Foresee Pharmaceuticals Co., Ltd. announced that the application of a phase 3 IND for FP-001 42 mg in patients with central precocious puberty has been approved by China NMPA. Current development stage: Application submission/approval/disapproval/each of clinical trials (include interim analysis): GeneScience Pharmaceuticals, Foresee's licensing partner in China, has submitted a phase 3 IND (Investigational New Drug) application for FP-001 42 mg to China NMPA (National Medical Products Administration) for the treatment of patients with central precocious puberty on October 19, 2022. GeneScience Pharmaceuticals has received a notification from NMPA for substantial review on the application on November 2, 2022.

Foresee has received notification from GeneScience that it has received the approval from NMPA that the phase 3 clinical trial can be proceeded.
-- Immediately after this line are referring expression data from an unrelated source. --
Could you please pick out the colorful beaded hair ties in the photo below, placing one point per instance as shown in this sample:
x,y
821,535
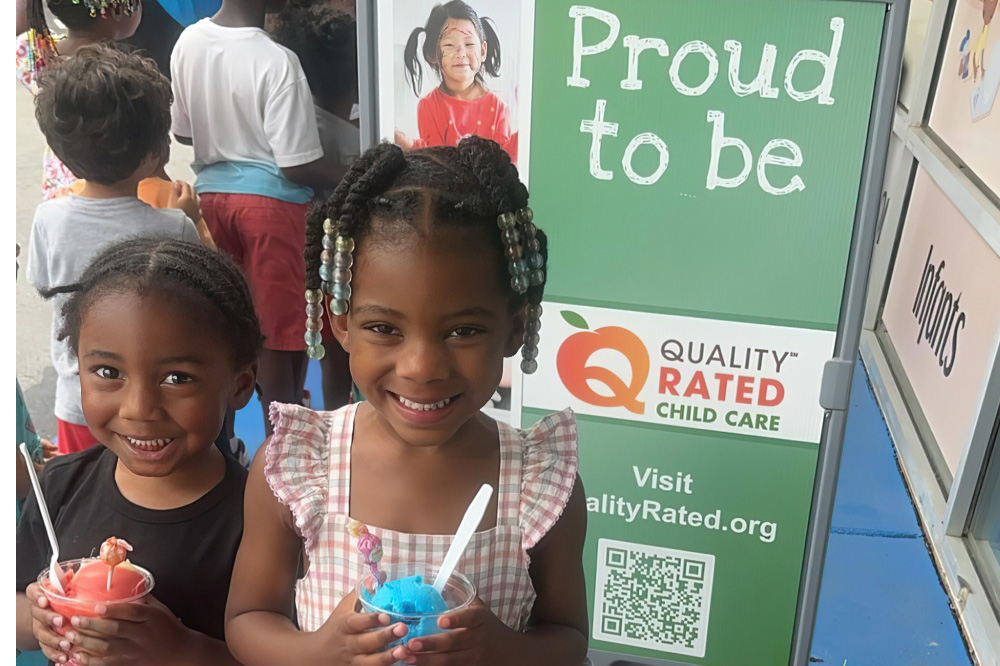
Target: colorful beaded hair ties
x,y
41,45
527,269
526,266
335,272
116,7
This phase 3 clinical trial is an open-label, single-arm, multinational, multicenter study. The population of enrollment will be pediatric patients aged 2 - 9 years with a diagnosis of CPP.
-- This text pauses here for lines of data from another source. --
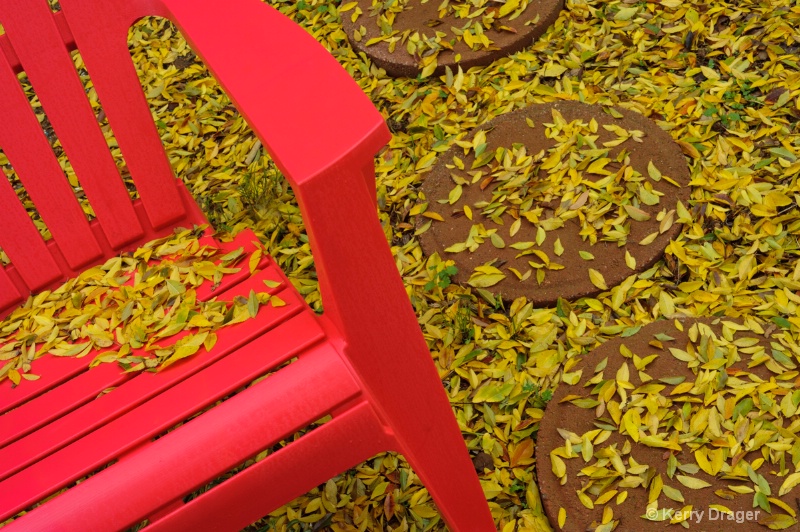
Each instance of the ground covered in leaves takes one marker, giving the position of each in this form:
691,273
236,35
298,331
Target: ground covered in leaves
721,77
Approximately 98 subjects will be enrolled from sites in the United States, Europe, China and Taiwan. According to US FDA regulations, starting from August 19, 2022, Foresee may proceed with the phase 3 clinical trial for FP-001 42 mg in patients with CPP in the US. Please refer to the MOPS announcement made on August 22, 2022; the clinical trial is being initiated.
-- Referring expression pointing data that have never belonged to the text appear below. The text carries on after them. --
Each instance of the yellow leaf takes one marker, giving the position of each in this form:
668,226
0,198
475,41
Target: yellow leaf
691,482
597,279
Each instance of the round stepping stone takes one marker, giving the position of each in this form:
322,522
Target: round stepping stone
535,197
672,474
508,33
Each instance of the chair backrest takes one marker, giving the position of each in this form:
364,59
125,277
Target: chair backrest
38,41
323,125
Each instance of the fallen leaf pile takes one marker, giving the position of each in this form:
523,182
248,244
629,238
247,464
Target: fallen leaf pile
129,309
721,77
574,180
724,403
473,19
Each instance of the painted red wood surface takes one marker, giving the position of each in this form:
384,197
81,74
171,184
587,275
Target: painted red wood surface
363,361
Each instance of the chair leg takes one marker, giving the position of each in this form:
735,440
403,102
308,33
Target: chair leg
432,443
Foresee has submitted a phase 3 IND application of FP-001 42 mg for the treatment of patients with central precocious puberty to Taiwan FDA on December 15, 2022. Foresee has received the approval letter from Taiwan FDA on December 30, 2022, the phase 3 clinical trial can be proceeded; the clinical trial is being initiated. In addition, Foresee has submitted a phase 3 CTA (Clinical Trial Application) for FP-001 42 mg in patients with CPP to EMA on December 23, 2022, this CTA is currently under regulatory review.

Based on the clinical study design, patients will receive two injections of FP-001 42 mg at 6-month intervals: the first dose on day 0 and the second dose on week 24, and they will be monitored for up to 48 weeks to evaluate the efficacy, safety, and pharmacokinetics of FP-001 42 mg. The primary efficacy endpoint is the proportion of patients with serum Luteinizing Hormone (LH) concentrations < 4 mIU/mL at Week 24 in the intent-to-treat (ITT) population. Upcoming development plan: Estimated date of completion: The clinical trial is expected to complete in 2025.

Time of completion is determined by actual condition of recruitment. Market situation: gonadal axis” was activated prematurely, causing children to enter puberty prematurely, between 2 years and 9 years of age. While puberty normally starts between ages 8 and 13 in girls and between ages 9 and 14 in boys, patients with central precocious puberty begin exhibiting signs before puberty.

The development of secondary sexual characteristics begins, such as girls developing breasts and beginning their menstrual periods; boys have growth of genitalia and deepening of the voice. It is estimated that CPP occurs in 1 out of every 5,000 to 10,000 children. CPP is more common in girls than in boys, with a female to male ratio of around 20: 1.